I am not Gary’s doctor, nor even his friend. After hearing of his journey from my niece, I called him to explore his agenda. I learned from hours of discussion that we share a common passion: to help solve the obesity epidemic in our country by inspiring and educating one person at a time. On Aug. 18 in Los Angeles, I started walking with Gary as a comrade in arms, a teammate and a supporter. Gary says that his obesity is his problem and he’s doing whatever it takes to fix it. I’m saying obesity is every citizen’s problem, and we are not doing enough to fix it.

Through millions of acres of scorched wilderness, the strip of asphalt stretches from horizon to horizon, shuttling cars full of people getting their kicks. Yes, it’s Route 66. It’s hot. I’m sweaty, dirty and walking beside an obese man. We meet countless obese and overweight people, strangers interested in our walk, and we talk with them about our journey and the Fast-5 diet tool (which suggests dieters eat healthily for five hours each day and fast for the remaining 19, thus burning body fat). Many of the strangers’ stories are hauntingly consistent as they describe the struggle to combat the impulse to overeat to be demoralizing and defeating. In our casual setting, they openly share stories of the embarrassment of broken chairs and broken beds and the meticulous, time-intensive skin care required to prevent chafing.

Before this walk, I had a comfortable salary as the chief of urology at a university hospital. I traded that for my current salary, which is marked by a single elliptical digit. If this is the future opened to the graduates of U.Va.’s School of Medicine, will undergrads still apply?

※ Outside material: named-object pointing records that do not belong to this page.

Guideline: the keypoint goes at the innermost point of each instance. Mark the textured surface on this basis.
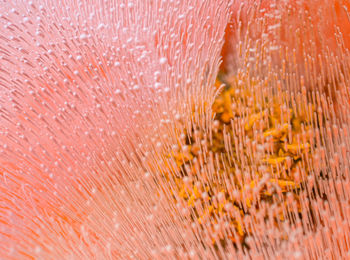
(116, 142)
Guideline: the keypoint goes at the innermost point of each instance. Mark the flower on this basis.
(116, 142)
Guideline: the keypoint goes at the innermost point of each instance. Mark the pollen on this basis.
(253, 163)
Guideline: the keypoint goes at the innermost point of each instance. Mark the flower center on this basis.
(253, 166)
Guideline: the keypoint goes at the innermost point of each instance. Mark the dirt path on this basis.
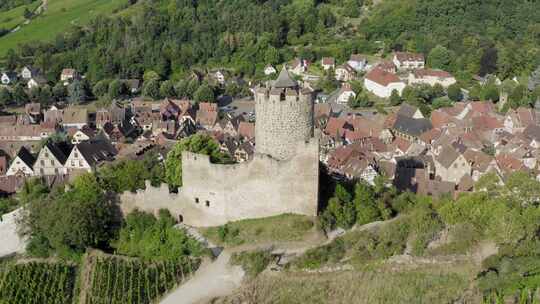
(11, 242)
(212, 280)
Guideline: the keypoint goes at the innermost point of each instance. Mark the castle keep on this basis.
(283, 176)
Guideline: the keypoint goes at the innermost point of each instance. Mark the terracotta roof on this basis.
(246, 129)
(207, 118)
(421, 73)
(382, 77)
(430, 135)
(75, 116)
(482, 107)
(447, 156)
(486, 122)
(532, 132)
(440, 118)
(328, 61)
(207, 106)
(407, 56)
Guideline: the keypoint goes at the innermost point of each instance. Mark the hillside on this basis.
(58, 16)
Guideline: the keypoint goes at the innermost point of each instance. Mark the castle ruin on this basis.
(283, 176)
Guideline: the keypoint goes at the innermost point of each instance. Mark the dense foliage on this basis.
(508, 216)
(119, 280)
(35, 282)
(145, 236)
(467, 37)
(67, 222)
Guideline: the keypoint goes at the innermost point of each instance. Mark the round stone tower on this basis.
(284, 117)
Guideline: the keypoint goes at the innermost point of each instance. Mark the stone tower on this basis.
(284, 117)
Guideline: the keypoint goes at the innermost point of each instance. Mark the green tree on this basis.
(87, 218)
(117, 88)
(454, 92)
(167, 89)
(439, 58)
(59, 91)
(151, 89)
(395, 99)
(204, 94)
(151, 75)
(5, 96)
(76, 92)
(19, 95)
(101, 88)
(198, 143)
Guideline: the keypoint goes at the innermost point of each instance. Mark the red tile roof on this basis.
(382, 77)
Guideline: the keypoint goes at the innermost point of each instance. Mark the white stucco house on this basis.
(382, 83)
(431, 77)
(344, 94)
(408, 61)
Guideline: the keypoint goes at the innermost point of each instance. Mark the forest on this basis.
(172, 37)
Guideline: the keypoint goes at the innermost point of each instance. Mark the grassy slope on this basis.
(10, 19)
(58, 17)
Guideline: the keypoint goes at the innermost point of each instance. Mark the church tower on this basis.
(284, 114)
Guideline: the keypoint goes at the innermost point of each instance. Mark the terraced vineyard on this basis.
(121, 280)
(58, 16)
(40, 283)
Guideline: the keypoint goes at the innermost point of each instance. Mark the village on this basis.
(443, 153)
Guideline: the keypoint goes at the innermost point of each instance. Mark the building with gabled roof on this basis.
(22, 164)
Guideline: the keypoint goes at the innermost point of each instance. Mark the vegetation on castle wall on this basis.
(198, 143)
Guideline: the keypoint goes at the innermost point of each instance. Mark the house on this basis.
(409, 123)
(345, 94)
(133, 85)
(387, 66)
(28, 73)
(298, 66)
(246, 130)
(345, 73)
(68, 75)
(269, 70)
(431, 77)
(450, 165)
(8, 78)
(26, 132)
(80, 135)
(357, 62)
(207, 115)
(35, 82)
(408, 61)
(22, 164)
(87, 156)
(33, 110)
(517, 120)
(50, 160)
(220, 76)
(74, 117)
(328, 63)
(382, 83)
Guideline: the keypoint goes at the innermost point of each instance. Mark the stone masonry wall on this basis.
(282, 121)
(215, 194)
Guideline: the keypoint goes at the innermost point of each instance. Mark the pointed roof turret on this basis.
(284, 80)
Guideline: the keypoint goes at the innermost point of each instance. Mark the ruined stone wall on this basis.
(214, 194)
(284, 118)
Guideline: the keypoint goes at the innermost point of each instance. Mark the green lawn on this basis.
(59, 16)
(10, 19)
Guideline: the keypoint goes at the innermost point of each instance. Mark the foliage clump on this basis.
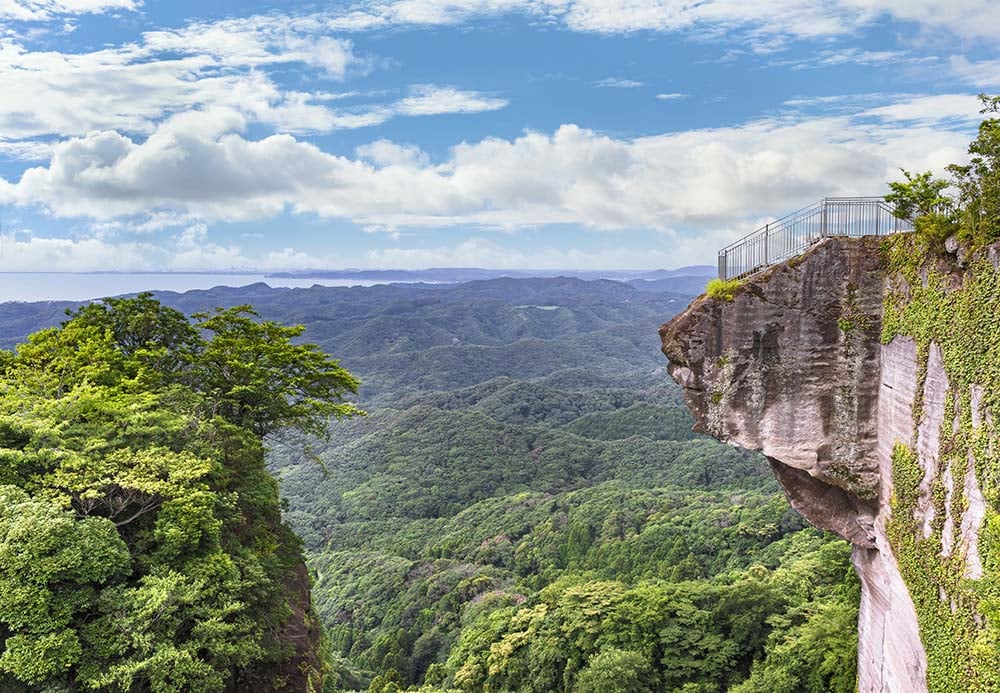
(957, 313)
(968, 204)
(723, 289)
(141, 544)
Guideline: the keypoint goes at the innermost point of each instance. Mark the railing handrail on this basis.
(792, 234)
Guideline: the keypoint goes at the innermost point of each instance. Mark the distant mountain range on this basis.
(465, 274)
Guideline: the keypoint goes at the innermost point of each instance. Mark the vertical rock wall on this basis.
(794, 367)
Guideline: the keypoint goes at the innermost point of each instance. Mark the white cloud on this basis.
(428, 99)
(190, 250)
(132, 88)
(44, 10)
(198, 165)
(854, 56)
(675, 251)
(789, 18)
(930, 110)
(984, 74)
(619, 83)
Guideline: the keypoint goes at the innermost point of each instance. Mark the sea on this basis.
(67, 286)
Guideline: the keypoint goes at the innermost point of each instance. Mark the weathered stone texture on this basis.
(794, 367)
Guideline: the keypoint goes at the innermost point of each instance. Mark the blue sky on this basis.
(498, 133)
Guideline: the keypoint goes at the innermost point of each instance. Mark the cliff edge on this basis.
(866, 371)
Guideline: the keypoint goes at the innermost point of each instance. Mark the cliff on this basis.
(866, 371)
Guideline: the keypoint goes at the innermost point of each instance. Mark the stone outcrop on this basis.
(794, 367)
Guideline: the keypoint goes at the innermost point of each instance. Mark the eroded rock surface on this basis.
(793, 367)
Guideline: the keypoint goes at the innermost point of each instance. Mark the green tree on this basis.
(141, 542)
(258, 378)
(616, 671)
(919, 195)
(978, 182)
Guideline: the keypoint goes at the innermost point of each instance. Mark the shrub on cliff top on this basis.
(723, 289)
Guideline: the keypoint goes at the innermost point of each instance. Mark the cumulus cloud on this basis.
(199, 165)
(132, 88)
(619, 83)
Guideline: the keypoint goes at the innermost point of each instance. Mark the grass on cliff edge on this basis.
(723, 289)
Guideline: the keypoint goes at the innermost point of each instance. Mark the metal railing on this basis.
(792, 235)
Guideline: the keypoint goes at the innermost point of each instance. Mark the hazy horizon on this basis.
(183, 136)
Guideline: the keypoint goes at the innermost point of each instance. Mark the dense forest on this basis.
(525, 507)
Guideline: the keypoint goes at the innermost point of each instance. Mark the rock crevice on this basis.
(794, 367)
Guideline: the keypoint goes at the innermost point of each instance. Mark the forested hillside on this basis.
(525, 507)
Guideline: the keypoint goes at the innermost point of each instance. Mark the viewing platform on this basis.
(793, 234)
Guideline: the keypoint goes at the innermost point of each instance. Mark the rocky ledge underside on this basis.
(795, 367)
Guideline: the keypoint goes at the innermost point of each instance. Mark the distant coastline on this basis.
(84, 286)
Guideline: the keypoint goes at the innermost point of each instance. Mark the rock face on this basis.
(794, 367)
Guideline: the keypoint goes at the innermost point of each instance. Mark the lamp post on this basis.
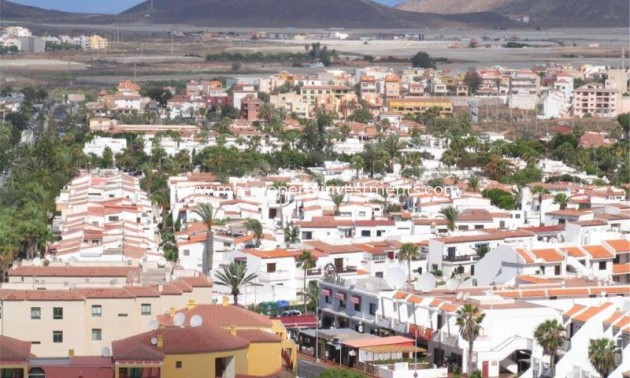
(316, 299)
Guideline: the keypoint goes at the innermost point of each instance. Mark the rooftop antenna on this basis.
(426, 282)
(196, 321)
(179, 319)
(395, 278)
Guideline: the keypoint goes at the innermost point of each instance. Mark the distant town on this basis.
(373, 216)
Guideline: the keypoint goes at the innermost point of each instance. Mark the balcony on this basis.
(461, 258)
(280, 275)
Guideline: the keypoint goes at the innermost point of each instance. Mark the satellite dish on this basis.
(196, 321)
(179, 319)
(395, 278)
(452, 284)
(426, 282)
(162, 262)
(153, 324)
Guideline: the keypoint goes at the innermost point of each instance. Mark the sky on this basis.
(106, 6)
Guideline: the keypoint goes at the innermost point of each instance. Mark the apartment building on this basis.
(596, 101)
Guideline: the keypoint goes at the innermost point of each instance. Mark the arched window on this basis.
(36, 373)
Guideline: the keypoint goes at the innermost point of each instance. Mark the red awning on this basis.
(419, 332)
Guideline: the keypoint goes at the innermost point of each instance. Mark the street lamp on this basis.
(316, 299)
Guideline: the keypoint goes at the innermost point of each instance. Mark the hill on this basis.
(299, 13)
(545, 13)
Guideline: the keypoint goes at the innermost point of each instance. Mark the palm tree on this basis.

I hope so, because if we keep trying to attack the problem in the operating rooms and clinics with surgery and drugs instead of taking the battle for health into the trenches where fat happens, our country will continue its self-defeating spiral of overconsumption and snowballing complications. While doctors are busy treating the complications of obesity, more people must fight in the everyday world by educating individuals to make healthy personal choices and to resist reflexively eating food in response to the media blitz that cultivates the impulse to overeat. This cultural barrage sabotages the impulse control required to avoid the consumption of excess food.

Many times in my surgical practice, when I cut into an obese patient’s belly with a scalpel, I considered that the real problem in need of a solution was the foot-thick layer of fat I was forcing out of the way to gain access to the surgical goal. My surgical skills would alleviate pain or maintain the patient’s life, but would they do anything to address the underlying problem? No. The cure for the illness I fight now is not found in a textbook of medicine or surgery. It’s a cultural sickness.

This 2,000-mile journey is an opportunity to meet many people for whom being overweight and obese are important issues. I learn from them about the challenges they face in their daily efforts to get healthy, and they learn from Gary and from me that there are tools and choices that can help them counterattack the forces that led to their overeating. I left the ranks of traditional medicine and have joined this fight. I walk to educate listeners about diet choices that give power back to people and I encourage them to make life-changing choices.